Montag, 10. Oktober 2011

Vorher - nachher

Bienvenue auf der Seite einer Dolmetscherin und Übersetzerin. Französisch ist meine zweite Arbeitssprache, und hier gebe ich Einblicke in den Berufsalltag in Berlin und Paris, denke über die Grundlage unserer Arbeit nach, die Sprache, und über das, was sich an Schrägem auch auf ganz privater Ebene so ereignen mag, wenn wir Politikern, Künstlern und Normalmenschen die Sprache leihen.

Vorher:


Nachher:

Was für ein wunderbares Kreislauftonikum mein Beruf doch ist! Ich komme vom Einsatz, habe den Vormittag mit knapp 30 Teilehmern um einen Tisch herumgesessen und konsekutiv ein nicht gerade einfaches Thema gewuppt. Anschließend, zum Ausklingenlassen, noch das kleine Käffchen nachgeholt, das ich vorher nicht hatte (ich war wach genug). Dann im Niesel nach Hause, der Bus übervoll, in der U-Bahn steckt noch die Hitze der letzten Wochen, der Spätsommer im Herbst ging ja erst Donnerstag zu Ende.

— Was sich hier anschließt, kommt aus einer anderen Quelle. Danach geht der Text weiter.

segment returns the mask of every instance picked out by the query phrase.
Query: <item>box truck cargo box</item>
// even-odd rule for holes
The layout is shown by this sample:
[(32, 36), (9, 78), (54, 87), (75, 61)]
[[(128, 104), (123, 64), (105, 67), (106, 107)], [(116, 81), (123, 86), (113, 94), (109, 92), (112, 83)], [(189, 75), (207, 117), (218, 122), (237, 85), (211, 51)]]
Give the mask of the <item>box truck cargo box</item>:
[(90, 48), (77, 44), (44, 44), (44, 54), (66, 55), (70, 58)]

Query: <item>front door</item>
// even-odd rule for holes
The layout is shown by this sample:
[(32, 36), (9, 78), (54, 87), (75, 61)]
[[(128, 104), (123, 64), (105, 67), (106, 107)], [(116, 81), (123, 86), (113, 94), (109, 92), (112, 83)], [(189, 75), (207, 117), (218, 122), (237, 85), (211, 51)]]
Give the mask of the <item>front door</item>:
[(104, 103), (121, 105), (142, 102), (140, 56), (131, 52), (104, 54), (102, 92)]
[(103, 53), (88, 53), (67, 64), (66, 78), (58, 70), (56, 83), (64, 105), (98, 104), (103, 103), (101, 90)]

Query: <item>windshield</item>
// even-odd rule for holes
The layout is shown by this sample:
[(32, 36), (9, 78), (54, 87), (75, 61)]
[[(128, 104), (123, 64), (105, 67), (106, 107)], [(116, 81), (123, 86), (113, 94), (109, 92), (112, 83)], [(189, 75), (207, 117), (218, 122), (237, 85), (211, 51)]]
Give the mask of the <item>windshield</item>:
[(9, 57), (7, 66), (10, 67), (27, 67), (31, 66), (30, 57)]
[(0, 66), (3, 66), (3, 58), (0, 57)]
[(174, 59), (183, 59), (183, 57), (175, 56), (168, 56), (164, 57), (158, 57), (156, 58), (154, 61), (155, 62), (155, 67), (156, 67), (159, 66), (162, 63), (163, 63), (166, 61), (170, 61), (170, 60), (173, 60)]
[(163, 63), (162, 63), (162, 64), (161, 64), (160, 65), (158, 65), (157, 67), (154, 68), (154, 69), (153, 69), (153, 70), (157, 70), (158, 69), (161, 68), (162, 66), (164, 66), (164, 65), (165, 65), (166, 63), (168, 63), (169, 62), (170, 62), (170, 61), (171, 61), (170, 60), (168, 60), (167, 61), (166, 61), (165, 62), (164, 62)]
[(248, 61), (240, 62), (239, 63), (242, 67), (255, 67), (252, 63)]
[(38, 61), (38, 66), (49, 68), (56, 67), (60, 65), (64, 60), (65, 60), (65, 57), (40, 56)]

Und jetzt sitze ich in der kühlen Wohnung im T-Shirt und schwitze. Nein, kein Fieber, keine "Frauensache", einfach nur Hitze, Energie, Worte in den Blutbahnen, Hirnnebel umschwirrt den Kopf und kühlt nicht mal. Was für ein Cocktail biochemischer Botenstoffe das wohl bewirkt? Zum Glück war es kein Abendtermin, sonst bräuchte ich sicher wieder Stunden, um anschließend in den Nachtschlaf zu finden.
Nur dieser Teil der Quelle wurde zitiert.